Однако он все еще хромал, а когда судно прибыло в один восточный порт, Джиму пришлось лечь в госпиталь. Он поправлялся медленно, и судно ушло без него.
Кроме Джима, в палате для белых было всего лишь два больных: комиссар с канонерки, который сломал себе ногу, свалившись в люк, и железнодорожный поставщик из соседней провинции, пораженный какой-то таинственной тропической болезнью.
Доктора он считал ослом и втайне злоупотреблял патентованным лекарством, которое приносил ему контрабандой его неутомимый и преданный слуга из Тамила. Больные рассказывали друг другу случаи из своей жизни, немного играли в карты или, не снимая пижам, валялись по целым дням в креслах, зевали и не обменивались ни единым словом. Госпиталь стоял на холме, и легкий ветерок, врываясь в окна, всегда раскрытые настежь, приносил в пустую комнату мягкий аромат неба, томный запах земли, чарующее дыхание восточных морей. Эти запахи словно говорили о вечном отдыхе и нескончаемых грезах. Каждый день Джим глядел на изгороди садов, крыши домов, кроны пальм, окаймляющих берег, и дальше – туда, на рейд, путь на Восток, – на рейд, усеянный гирляндами островков, залитый праздничным солнечным светом, на корабли, маленькие, словно игрушечные, на суету сверкающего рейда – эта суета напоминала шумный языческий праздник, – а вечно ясное восточное небо и улыбающееся мирное море тянулись вдаль и вширь до самого горизонта.
Как только Джим стал ходить без палки, он спустился в город разузнать о возможности вернуться на родину. В то время благоприятного случая не представлялось, и, выжидая, он, естественно, сошелся в порту с людьми своей профессии. Они были двух сортов. Одни – их было очень мало, и в порту их видели редко – жили жизнью таинственной; то были люди с неугасимой энергией, темпераментом пиратов и глазами мечтателей. Казалось, они блуждали в лабиринте безумных планов, надежд, опасностей, предприятий, в стороне от цивилизации, в неведомых уголках моря; в их фантастическом существовании смерть была единственным событием, казавшимся разумно законченным. Большинство же состояло из людей, которые, попав сюда, подобно самому Джиму, случайно, вошли в командный состав местных судов. Теперь они с ужасом смотрели на службу в родном флоте, где дисциплина была строже, долг – священен, а суда обречены на штормы. Они настроились на вечный покой восточного неба и моря. Полюбили короткие рейсы, удобные кресла на палубе, многочисленную туземную команду и преимущество быть белым. Они содрогались при мысли о тяжелой работе и, полагаясь на случай, жили беззаботно, получая то отставку, то новое назначение, служа китайцам, арабам, полукровкам… они готовы были служить самому дьяволу, если бы тот предоставил им эту возможность. Неустанно говорили они о случайных удачах: как такой-то получил командование судном, плавающим у берегов Китая, – легкая работа; как одному досталось прекрасное место где-то в Японии, а другой преуспевает в сиамском флоте; на всем, о чем бы они ни говорили, – на всех их поступках, взглядах, манерах, – было пятно – знак гниения, решимость пройти свой путь в спокойствии и безопасности.

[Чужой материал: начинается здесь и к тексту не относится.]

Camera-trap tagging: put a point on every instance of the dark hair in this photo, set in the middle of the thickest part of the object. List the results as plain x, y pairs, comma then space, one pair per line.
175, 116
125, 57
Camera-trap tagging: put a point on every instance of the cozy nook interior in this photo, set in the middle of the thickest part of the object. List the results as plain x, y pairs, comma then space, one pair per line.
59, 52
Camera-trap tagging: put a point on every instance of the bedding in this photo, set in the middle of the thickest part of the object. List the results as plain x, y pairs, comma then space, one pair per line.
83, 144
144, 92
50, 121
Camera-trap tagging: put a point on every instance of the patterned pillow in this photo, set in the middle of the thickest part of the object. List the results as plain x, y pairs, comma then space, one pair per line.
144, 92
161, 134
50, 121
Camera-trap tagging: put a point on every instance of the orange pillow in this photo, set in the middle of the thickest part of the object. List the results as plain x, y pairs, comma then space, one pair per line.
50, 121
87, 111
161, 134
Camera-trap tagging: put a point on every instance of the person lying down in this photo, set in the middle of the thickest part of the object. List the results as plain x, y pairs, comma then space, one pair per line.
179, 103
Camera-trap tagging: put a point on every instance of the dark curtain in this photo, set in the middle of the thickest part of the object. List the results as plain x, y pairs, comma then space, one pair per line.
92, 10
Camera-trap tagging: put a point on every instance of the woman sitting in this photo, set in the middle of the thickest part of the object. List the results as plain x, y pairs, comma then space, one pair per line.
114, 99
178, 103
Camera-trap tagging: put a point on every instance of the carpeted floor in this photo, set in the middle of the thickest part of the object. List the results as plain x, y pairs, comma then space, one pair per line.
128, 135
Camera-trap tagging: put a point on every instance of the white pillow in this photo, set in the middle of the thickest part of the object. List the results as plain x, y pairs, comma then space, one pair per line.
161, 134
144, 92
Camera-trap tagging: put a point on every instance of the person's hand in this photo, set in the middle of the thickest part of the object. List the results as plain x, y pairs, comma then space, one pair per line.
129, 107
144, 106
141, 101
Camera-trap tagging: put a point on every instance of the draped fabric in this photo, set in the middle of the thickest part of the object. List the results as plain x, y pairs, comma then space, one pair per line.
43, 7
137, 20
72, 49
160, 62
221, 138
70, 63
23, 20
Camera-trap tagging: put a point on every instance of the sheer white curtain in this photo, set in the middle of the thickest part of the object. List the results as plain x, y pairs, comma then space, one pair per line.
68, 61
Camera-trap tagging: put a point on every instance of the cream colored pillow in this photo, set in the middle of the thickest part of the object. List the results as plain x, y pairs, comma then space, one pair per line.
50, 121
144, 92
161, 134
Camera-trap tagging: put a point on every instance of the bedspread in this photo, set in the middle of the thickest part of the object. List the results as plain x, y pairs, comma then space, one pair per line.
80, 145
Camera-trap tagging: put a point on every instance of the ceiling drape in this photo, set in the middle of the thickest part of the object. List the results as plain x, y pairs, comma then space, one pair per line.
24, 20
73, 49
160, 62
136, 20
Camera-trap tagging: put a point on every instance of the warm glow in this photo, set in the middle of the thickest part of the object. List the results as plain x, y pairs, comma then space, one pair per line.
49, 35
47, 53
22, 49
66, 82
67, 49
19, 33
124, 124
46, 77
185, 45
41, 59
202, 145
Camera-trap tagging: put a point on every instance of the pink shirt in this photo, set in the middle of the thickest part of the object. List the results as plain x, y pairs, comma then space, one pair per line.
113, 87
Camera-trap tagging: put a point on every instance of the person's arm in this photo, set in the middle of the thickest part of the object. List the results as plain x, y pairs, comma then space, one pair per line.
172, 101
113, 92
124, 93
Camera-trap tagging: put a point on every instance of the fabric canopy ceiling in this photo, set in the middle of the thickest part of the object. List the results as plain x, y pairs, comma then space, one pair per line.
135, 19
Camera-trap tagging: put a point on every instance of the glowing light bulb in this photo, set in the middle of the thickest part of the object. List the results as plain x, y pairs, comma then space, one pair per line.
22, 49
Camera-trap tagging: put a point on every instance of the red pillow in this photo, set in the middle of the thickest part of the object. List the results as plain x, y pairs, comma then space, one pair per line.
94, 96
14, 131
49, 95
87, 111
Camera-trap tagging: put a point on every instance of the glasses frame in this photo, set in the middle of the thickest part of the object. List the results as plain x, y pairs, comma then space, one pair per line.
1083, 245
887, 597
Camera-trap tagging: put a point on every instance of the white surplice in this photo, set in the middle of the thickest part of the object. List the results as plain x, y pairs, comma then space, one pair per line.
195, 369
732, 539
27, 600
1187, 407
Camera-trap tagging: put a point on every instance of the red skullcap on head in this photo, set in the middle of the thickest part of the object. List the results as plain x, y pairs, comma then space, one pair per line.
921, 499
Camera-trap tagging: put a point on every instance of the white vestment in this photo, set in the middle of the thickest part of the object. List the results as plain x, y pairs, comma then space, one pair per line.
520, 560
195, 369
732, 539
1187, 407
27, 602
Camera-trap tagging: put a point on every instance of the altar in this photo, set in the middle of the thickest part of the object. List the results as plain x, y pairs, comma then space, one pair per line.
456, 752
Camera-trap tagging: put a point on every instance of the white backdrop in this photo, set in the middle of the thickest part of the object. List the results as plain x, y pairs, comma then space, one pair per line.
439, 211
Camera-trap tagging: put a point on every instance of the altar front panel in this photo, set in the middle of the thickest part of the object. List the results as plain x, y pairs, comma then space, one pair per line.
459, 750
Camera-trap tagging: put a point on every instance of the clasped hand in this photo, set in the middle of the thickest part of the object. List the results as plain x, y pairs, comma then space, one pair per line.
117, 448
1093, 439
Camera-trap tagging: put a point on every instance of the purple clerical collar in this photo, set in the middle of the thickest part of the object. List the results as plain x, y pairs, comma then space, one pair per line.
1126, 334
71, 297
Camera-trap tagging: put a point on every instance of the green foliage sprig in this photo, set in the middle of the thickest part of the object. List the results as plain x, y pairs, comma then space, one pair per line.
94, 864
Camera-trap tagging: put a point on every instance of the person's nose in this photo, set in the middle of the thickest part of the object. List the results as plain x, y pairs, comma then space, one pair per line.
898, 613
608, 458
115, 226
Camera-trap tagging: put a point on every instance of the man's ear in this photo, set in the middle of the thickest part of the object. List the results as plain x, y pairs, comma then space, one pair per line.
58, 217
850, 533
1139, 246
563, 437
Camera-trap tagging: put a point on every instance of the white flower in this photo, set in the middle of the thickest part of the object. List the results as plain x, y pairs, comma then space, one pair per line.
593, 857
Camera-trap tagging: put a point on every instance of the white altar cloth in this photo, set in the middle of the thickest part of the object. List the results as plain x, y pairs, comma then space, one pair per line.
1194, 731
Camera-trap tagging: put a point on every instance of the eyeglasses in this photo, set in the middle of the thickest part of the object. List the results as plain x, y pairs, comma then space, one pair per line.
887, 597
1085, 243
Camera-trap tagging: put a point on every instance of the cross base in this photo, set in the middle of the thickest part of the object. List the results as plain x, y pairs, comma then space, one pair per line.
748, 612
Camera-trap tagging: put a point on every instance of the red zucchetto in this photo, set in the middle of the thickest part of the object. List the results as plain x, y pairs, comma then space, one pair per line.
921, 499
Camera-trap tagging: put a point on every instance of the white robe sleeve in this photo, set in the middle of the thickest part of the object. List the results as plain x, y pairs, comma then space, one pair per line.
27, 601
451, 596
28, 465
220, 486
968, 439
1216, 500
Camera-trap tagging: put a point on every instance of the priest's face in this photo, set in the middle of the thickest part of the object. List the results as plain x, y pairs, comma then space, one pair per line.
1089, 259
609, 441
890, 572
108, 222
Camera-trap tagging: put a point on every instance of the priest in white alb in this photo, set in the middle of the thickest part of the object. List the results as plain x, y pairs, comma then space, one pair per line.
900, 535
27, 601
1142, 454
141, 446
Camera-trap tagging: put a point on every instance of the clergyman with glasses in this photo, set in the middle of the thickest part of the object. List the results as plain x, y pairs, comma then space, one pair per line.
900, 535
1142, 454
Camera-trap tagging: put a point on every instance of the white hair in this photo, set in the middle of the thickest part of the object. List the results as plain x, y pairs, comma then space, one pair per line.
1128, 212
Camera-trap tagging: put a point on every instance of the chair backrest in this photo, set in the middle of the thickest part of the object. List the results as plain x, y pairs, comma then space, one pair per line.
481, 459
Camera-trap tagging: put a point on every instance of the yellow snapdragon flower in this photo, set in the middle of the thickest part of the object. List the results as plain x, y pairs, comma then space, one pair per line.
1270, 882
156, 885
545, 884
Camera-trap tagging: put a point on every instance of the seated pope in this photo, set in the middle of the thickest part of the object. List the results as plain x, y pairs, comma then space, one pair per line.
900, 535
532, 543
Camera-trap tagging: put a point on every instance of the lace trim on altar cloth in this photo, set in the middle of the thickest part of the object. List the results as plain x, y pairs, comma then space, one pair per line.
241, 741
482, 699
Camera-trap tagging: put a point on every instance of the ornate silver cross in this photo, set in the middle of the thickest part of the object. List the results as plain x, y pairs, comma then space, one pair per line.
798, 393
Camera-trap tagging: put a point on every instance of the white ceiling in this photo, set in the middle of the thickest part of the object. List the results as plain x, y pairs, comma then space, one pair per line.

Джиму эта толпа разглагольствующих моряков казалась сначала менее реальной, чем тени. Но под конец он начал находить очарование в этих людях, якобы преуспевающих, на чью долю выпадало так мало опасностей и труда. И презрение мало-помалу вытеснялось иным чувством. Внезапно отказавшись от мысли вернуться на родину, он занял место первого помощника на «Патне».
«Патна» была местным пароходом, таким же старым, как холмы, тощим, как борзая, и изъеденным ржавчиной хуже, чем никуда не годный чан для воды. Владельцем ее был китаец, фрахтовщиком – араб, а капитаном – ренегат, немец из Нового Южного Уэльса, который на людях неустанно проклинал свою родину, но – видимо, подражая успешной политике Бисмарка, – тиранил всех тех, кого не боялся, и разгуливал с видом свирепым и железно-непоколебимым, да в придачу имел рыжие усы и багровый нос. После того как «Патну» окрасили снаружи и побелили внутри, около восьмисот паломников были пригнаны на борт судна, разводившего пары у деревянной пристани.
По трем сходням, тремя потоками поднимались они на борт, подстрекаемые верой и надеждой на рай, поднимались, топая и шаркая босыми ногами, не обмениваясь ни одним словом, не озираясь назад; отойдя от перил, растеклись по всей палубе, потекли на нос и на корму, спустились в зияющие люки, заполнили все уголки судна, как вода, наполняющая цистерну, как вода, проникающая в выбоины и трещины, как вода, безмолвно поднимающаяся к краям сосуда. Восемьсот мужчин и женщин – каждый со своими надеждами, привязанностями, воспоминаниями – пришли сюда с севера и юга и с далекого востока. Они пробирались по тропинкам в джунглях, спускались по течению рек, плыли в прау[1]1
Прау – вид туземной лодки, сходный с каноэ. (Здесь и далее примеч. пер., если не указано иное.)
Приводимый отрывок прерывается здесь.